Stevenson Carlebach

Stevenson is a Consultant with Triad and brings a wealth of experience to helping individuals and organizations function more efficiently through improved communication and problem solving. He specializes in teaching Influence, Difficult Conversations, Negotiation and Leadership. He has a special interest in understanding the hard science behind “soft” skills.

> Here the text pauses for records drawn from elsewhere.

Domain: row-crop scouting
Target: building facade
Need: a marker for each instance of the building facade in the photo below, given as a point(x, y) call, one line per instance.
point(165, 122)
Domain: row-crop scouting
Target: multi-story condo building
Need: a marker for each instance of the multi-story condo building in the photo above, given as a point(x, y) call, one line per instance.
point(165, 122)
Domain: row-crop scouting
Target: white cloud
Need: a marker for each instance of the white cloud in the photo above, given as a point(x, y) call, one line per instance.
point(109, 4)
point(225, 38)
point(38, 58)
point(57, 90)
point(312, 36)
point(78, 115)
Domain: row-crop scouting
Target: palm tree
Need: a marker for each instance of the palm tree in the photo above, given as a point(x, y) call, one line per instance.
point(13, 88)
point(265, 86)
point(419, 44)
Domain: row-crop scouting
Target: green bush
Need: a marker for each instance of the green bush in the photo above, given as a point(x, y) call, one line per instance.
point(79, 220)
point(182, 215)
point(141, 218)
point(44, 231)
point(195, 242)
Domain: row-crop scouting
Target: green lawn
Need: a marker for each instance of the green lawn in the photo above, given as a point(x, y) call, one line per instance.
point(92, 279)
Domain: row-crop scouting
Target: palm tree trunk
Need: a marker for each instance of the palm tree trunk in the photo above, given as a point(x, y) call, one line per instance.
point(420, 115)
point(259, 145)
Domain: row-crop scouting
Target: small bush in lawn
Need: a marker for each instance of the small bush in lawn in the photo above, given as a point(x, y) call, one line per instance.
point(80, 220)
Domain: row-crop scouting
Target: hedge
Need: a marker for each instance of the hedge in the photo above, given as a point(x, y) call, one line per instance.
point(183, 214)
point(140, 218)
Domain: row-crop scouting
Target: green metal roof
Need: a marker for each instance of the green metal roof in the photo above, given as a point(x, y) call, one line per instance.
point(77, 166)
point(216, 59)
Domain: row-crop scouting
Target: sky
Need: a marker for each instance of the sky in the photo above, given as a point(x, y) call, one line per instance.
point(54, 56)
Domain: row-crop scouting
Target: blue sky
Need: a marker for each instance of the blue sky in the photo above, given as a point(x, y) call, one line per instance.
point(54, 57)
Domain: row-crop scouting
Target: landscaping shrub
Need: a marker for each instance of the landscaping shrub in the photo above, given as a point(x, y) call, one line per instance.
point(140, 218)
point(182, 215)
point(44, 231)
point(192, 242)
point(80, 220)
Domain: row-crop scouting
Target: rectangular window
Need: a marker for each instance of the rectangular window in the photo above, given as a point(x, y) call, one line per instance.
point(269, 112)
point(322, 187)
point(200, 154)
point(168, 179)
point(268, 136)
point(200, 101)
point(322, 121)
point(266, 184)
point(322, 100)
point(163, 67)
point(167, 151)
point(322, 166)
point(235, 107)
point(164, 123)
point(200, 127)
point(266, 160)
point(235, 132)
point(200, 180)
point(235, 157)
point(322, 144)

Stevenson is associate faculty at Harvard Law School’s Program on Negotiation (PON) where he teaches Mediation and Conflict Resolution.  It was at PON that Stevenson first began working with Doug Stone, Sheila Heen and Bruce Patton as they were working on the book, Difficult Conversations.  Rumors that his difficult behavior inspired the authors to write certain sections of the book are greatly exaggerated.  Stevenson  was also adjunct professor teaching Negotiation at the Georgetown School of Law.  Before coming into the field of conflict resolution, Stevenson was associate professor and chair of the theater department at Connecticut College.  There he was awarded outstanding teacher of the year by the Student Government Association.  At Conn College he founded the Holleran Center for Community Action and Public Policy, a multidisciplinary academic center that advances service learning, research and community collaboration.

In the private sector his work focuses on strategic relationship management for corporations such as Capital One, Merck, Goldman Sachs, The Cambridge Group, IBM, PWC, The MathWorks, Millennium Pharmaceuticals and Deutsche Bank.  Stevenson has worked with Fortune 500 companies both in the US and abroad. In the public sector, he has worked with the Ministries of Education in Israel and Argentina on bringing conflict resolution to schools in those countries.  He has also taught negotiation and difficult conversations at UNAIDS in Geneva.  

Stevenson is a graduate of Tufts University where he majored in classics and the Boston University School for the Arts where he received his Masters of Fine Arts in Directing.

With six children (including twins) Stevenson hopes that he will learn to practice at home what he teaches on the road.